Lagrangian Perspective on the Origins of Denmark Strait Overflow

Atousa Saberi1, Thomas W N Haine2, Renske Gelderloos1, Femke de Jong3, Heather H Furey4 and Amy S Bower4, (1)Johns Hopkins University, Baltimore, MD, United States, (2)Johns Hopkins Univ, Baltimore, MD, United States, (3)Royal Netherlands Institute for Sea Research, Texel, Netherlands, (4)Woods Hole Oceanographic Institution, Woods Hole, MA, United States
The Denmark Strait Overflow (DSO) is an important contributor to the lower limb of the Atlantic Meridional Overturning Circulation (AMOC).
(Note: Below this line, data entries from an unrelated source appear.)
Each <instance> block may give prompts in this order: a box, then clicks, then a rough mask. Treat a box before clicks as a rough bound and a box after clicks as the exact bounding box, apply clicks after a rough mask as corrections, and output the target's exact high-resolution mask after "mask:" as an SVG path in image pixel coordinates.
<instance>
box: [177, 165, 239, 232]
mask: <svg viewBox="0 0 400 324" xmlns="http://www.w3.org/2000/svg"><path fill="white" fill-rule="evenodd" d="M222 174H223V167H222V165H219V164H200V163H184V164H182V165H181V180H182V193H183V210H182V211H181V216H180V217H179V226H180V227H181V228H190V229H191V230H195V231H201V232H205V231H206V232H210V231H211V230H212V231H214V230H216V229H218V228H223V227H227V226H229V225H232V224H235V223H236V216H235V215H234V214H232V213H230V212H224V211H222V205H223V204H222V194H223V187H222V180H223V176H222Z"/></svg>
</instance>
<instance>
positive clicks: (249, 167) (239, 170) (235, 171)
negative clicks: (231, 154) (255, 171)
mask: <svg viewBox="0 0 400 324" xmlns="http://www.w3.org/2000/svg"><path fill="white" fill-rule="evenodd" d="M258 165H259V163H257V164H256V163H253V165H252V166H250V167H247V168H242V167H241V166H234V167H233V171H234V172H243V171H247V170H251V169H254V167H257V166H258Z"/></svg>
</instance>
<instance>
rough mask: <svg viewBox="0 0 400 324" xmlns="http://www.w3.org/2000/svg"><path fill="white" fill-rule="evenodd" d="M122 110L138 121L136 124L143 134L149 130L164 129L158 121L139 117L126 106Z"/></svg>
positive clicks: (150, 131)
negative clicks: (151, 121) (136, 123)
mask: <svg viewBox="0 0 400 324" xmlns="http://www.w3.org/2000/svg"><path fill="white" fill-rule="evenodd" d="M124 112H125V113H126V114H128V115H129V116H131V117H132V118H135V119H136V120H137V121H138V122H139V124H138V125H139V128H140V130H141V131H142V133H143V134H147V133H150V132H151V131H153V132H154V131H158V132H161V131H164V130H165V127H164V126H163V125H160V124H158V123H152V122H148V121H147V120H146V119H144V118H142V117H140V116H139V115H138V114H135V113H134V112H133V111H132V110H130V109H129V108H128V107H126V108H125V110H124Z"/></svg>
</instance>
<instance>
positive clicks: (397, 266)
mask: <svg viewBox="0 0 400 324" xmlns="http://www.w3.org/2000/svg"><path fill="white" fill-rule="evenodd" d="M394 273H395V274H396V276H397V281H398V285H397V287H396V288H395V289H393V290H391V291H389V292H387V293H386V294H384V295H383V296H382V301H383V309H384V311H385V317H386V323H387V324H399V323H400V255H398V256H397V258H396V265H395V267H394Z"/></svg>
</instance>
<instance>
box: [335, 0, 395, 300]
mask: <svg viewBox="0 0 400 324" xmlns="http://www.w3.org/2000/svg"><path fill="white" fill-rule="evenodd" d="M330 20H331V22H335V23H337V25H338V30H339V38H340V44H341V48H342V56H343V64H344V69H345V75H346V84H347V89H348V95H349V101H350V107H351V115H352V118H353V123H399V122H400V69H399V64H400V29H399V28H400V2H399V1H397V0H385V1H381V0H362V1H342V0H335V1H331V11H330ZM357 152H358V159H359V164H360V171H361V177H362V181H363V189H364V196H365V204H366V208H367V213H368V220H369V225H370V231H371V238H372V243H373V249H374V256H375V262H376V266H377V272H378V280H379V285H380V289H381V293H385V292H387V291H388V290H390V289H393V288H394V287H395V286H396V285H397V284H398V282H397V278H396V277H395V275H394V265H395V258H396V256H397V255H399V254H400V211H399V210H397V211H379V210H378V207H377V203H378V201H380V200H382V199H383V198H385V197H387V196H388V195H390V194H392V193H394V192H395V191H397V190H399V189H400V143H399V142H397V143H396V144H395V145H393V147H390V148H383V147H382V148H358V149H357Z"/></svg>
Determining DSO formation and its pathways is not only important for local oceanography but also critical to estimating the state and variability of the AMOC. Despite prior attempts to understand the DSO sources, the upstream pathways and circulation remain uncertain due to short term (3-5 days) variability, mixing and watermass transformation. This makes it challenging to study the DSO from observations. Given this complexity, this study maps the upstream pathways and along-pathway changes in its water properties, using Lagrangian backtracking of the DSO sources in a realistic numerical ocean simulation. The model is compared with Eulerian and Lagrangian observations. Eulerian fields are compared with historical mooring and CTD sections, and particle pathways are compared with RAFOS float data. The Lagrangian pathways confirm that several branches contribute to the DSO from the North, namely, the East Greenland Current, the separated EGC, and the North Icelandic Jet. Moreover, the results reveal an additional pathway from south of Iceland along the Iceland shelf, which supplies 26% of the DSO during winter of 2008 when the NAO index is positive. The southern contribution is as high as 34% by the end of March. This southern pathway presents a short circuit for the North Atlantic Deep Water and needs to be explored further, especially in observations. Finally, an updated schematic DSO circulation diagram is proposed.